The Major League Baseball playoffs are upon us, and Kevin Baxter of the Los Angeles Times has done a great job of reminding us that football isn’t the only sport in which religion can be prevalent.
Vladimir Guerrero, a native of the Dominican Republic, plays right field for the Los Angeles Angels of Anaheim. He was the American League’s winner of the 2004 MVP Award, is one of the best hitters in the game today and has a rocket for an arm. Opposing pitchers think he is a “freak” for his ability to hit just about anything, including balls that hit the dirt (he also doesn’t wear batting gloves). His personal story of growing up one of nine children is as compelling as any.
In other words, there is a lot to be said about Guerrero and a lot has already been said. Baxter, to his credit, took on the religion angle in writing about Guerrero before the playoffs began and came up with gold:
Two hours before taking the field for the game that would give his team the division title, the Angels’ best hitter is sitting on the floor in a tiny room behind home plate at Angel Stadium, a Bible in his lap.
Vladimir Guerrero may fear no pitcher, but he’s a little nervous about God.
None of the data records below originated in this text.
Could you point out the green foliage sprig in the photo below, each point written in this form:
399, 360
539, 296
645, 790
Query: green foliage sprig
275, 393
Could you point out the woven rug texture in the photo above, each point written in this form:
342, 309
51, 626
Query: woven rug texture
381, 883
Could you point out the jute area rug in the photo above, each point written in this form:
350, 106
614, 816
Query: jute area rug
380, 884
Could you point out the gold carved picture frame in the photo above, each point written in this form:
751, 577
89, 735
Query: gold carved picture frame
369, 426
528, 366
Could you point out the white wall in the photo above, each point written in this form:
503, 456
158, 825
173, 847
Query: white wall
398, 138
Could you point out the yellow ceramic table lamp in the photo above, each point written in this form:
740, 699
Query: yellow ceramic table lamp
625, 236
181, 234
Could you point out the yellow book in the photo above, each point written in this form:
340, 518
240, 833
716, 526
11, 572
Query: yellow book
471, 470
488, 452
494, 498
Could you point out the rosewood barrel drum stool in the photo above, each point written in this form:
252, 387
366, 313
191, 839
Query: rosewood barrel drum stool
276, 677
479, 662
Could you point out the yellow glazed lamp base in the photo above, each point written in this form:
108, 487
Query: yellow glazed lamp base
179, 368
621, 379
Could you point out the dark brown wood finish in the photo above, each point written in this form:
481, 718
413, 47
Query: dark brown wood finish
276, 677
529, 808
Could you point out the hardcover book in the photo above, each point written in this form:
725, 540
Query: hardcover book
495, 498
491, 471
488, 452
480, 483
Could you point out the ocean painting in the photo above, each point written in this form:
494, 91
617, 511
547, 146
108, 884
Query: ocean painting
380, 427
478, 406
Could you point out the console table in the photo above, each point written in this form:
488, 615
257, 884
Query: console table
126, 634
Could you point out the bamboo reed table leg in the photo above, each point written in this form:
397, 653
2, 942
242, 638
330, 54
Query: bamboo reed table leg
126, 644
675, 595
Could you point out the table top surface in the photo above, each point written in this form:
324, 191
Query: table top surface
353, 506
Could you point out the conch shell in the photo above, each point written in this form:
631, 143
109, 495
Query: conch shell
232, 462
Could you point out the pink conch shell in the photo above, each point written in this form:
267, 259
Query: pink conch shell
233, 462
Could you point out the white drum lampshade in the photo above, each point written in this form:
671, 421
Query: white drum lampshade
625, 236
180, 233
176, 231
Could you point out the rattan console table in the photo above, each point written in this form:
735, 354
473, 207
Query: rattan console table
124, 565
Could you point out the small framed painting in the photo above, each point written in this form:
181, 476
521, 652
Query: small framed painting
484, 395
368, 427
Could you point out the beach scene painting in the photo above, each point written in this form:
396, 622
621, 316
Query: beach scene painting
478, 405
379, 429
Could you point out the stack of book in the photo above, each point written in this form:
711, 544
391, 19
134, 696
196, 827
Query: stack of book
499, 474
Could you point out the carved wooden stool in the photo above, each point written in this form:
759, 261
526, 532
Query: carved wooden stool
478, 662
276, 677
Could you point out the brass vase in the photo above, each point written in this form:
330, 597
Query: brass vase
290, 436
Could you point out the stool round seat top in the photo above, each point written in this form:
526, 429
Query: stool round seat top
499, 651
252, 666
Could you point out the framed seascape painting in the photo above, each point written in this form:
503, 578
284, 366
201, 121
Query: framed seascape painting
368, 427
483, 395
“I comfort myself with the Bible,” Guerrero says. “It’s like having my family there.”
I’ve said before that sportswriters can be some of the best religion writers out there. In addition to writing event stories (a.k.a. game stories), sportswriters follow people — and people have stories to tell. In Guerrero’s case, his religion clearly plays a huge part of his life. The story is well written and well rounded. There’s plenty of baseball in there for the sports fans to chew on, but it’s a story about a person, not a machine:
In that case, Guerrero is truly blessed on this morning because he has both: the good book and members of his extended family, namely the handful of Spanish-speaking teammates he gathers every Sunday for a short chapel service led by broadcaster Jose Mota.
Today’s reading comes from Galatians 2:20, in which Paul talks about commitment and example. So Mota asks the players to name the person whose example they’ve followed in life.
Guerrero breaks into a wide smile. It’s as if Mota has thrown a batting practice fastball right in his wheelhouse.
“My mother,” he says.
So there you have it: The man many American League pitchers dread most is, at heart, a God-fearing, Bible-toting mama’s boy.
For the non-baseball fans out there, a bit of background is appropriate. Guerrero is known to struggle around this time of the year. He is the team’s superstar and he is expected to perform come autumn. A story about his spiritual and emotional life is more than appropriate and well timed.
As the Angels take on the Boston Red Sox tonight, readers of this article are going to be more informed about the man who carries a Bible with him everywhere. Isn’t that what journalism is all about?